You are viewing a plain text version of this content. The canonical link for it is here.
Posted to common-user@hadoop.apache.org by Dan Milstein <dm...@hubteam.com> on 2009/04/23 22:44:42 UTC

Writing a New Aggregate Function

Hello all,

I've been using streaming + the aggregate package (available via - 
reducer aggregate), and have been very happy with what it gives me.

I'm interested in writing my own new aggregate functions (in Java)  
which I could then access from my streaming code.

Can anyone give me pointers towards how to make that happen?  I've  
read through the aggregate package source, but I'm not seeing how to  
define my own, and get access to it from streaming.

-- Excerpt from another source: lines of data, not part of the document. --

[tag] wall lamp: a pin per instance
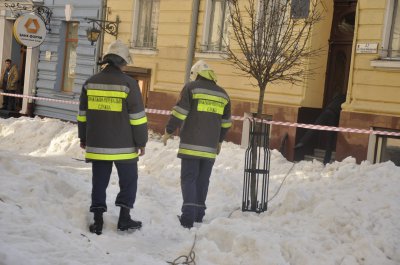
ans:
(93, 33)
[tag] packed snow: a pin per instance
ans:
(339, 214)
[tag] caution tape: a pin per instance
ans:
(238, 118)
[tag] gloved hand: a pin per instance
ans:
(219, 148)
(142, 151)
(165, 137)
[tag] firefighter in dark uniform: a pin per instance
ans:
(204, 112)
(112, 128)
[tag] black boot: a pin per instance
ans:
(97, 226)
(185, 222)
(125, 222)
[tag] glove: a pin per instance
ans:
(219, 148)
(165, 137)
(142, 150)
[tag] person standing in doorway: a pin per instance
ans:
(204, 112)
(9, 81)
(112, 127)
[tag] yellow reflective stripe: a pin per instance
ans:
(111, 157)
(210, 106)
(226, 124)
(105, 93)
(138, 121)
(81, 118)
(178, 115)
(211, 97)
(104, 103)
(196, 153)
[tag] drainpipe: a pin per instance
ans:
(192, 40)
(100, 41)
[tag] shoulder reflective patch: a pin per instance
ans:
(81, 118)
(178, 115)
(105, 93)
(210, 106)
(109, 87)
(211, 97)
(138, 121)
(104, 103)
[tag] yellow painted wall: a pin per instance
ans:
(372, 90)
(169, 61)
(313, 87)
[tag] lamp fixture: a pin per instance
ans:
(111, 27)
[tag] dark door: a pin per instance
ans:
(340, 45)
(142, 76)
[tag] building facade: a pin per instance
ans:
(360, 42)
(167, 37)
(59, 66)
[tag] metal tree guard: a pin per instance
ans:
(256, 169)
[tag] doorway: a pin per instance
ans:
(340, 45)
(143, 77)
(322, 144)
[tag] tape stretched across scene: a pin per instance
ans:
(237, 118)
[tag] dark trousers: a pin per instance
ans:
(195, 178)
(9, 102)
(127, 174)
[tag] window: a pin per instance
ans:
(146, 23)
(71, 42)
(300, 8)
(216, 26)
(383, 148)
(391, 37)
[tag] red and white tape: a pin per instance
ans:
(238, 118)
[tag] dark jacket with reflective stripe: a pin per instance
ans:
(111, 120)
(204, 112)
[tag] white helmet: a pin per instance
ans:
(117, 47)
(197, 68)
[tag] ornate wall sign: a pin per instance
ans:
(29, 30)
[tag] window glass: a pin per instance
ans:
(394, 41)
(218, 25)
(300, 8)
(146, 36)
(71, 42)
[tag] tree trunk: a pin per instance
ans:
(255, 144)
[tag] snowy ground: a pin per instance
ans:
(340, 214)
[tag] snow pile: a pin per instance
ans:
(342, 213)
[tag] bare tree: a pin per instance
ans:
(270, 42)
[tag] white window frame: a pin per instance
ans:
(385, 61)
(135, 25)
(206, 30)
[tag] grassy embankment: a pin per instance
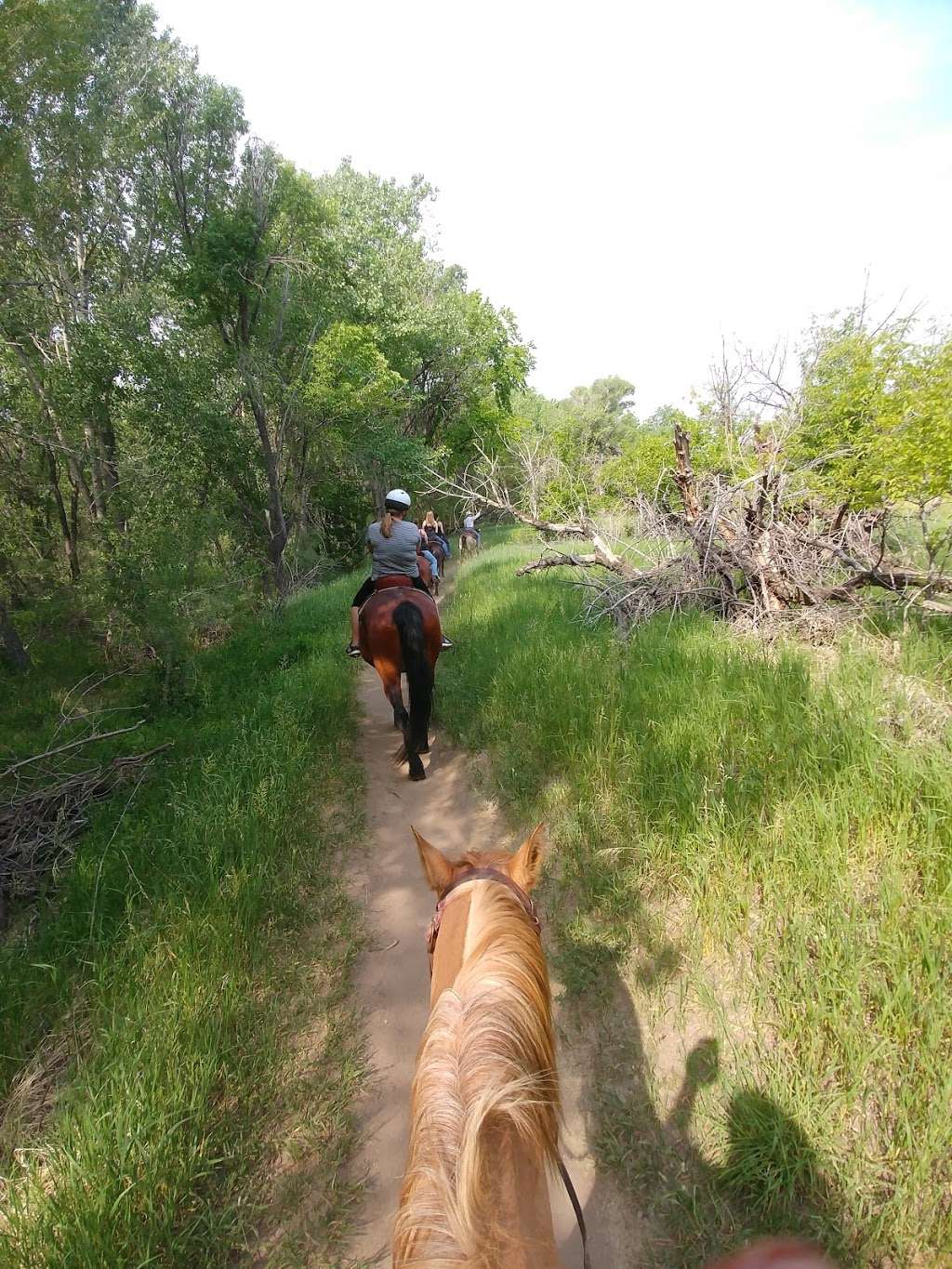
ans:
(178, 1057)
(750, 905)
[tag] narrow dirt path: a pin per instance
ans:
(393, 983)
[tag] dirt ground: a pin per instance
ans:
(393, 984)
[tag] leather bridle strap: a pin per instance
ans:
(479, 875)
(579, 1214)
(530, 909)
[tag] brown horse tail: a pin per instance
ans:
(407, 619)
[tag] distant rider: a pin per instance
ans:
(469, 525)
(433, 528)
(424, 549)
(392, 543)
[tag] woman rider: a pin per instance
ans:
(433, 528)
(392, 543)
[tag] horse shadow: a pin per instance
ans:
(681, 1207)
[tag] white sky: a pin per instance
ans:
(633, 179)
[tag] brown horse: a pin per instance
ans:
(427, 574)
(435, 547)
(483, 1122)
(485, 1099)
(400, 633)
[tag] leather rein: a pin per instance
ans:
(530, 909)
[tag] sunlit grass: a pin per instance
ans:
(173, 967)
(800, 826)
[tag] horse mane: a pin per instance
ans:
(486, 1061)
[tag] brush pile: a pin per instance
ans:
(753, 549)
(46, 802)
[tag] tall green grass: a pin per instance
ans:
(754, 848)
(152, 1005)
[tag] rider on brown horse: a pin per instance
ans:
(392, 543)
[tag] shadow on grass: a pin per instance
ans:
(688, 1207)
(655, 759)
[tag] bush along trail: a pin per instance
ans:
(749, 892)
(179, 1051)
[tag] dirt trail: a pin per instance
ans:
(393, 983)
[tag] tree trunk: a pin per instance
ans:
(13, 654)
(277, 524)
(66, 525)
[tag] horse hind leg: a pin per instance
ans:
(390, 679)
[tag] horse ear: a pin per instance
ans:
(435, 866)
(525, 863)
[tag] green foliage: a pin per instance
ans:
(174, 967)
(765, 847)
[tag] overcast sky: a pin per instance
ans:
(636, 180)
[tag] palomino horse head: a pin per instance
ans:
(485, 1098)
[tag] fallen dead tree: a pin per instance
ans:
(46, 803)
(753, 547)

To be specific, here's the sort of thing I'd like to be able to do:

  - In Java, define a SampleValues aggregator, which chooses a sample  
of the input given to it

  - From my streaming program, in say python, output:

SampleValues:some_key \t some_value

  - Have the aggregate framework somehow call my new aggregator for  
the combiner and reducer steps

Thanks,
-Dan Milstein

Re: Writing a New Aggregate Function

Posted by Runping Qi <ru...@gmail.com>.
You are right; you have to patch the code  in the aggregate package.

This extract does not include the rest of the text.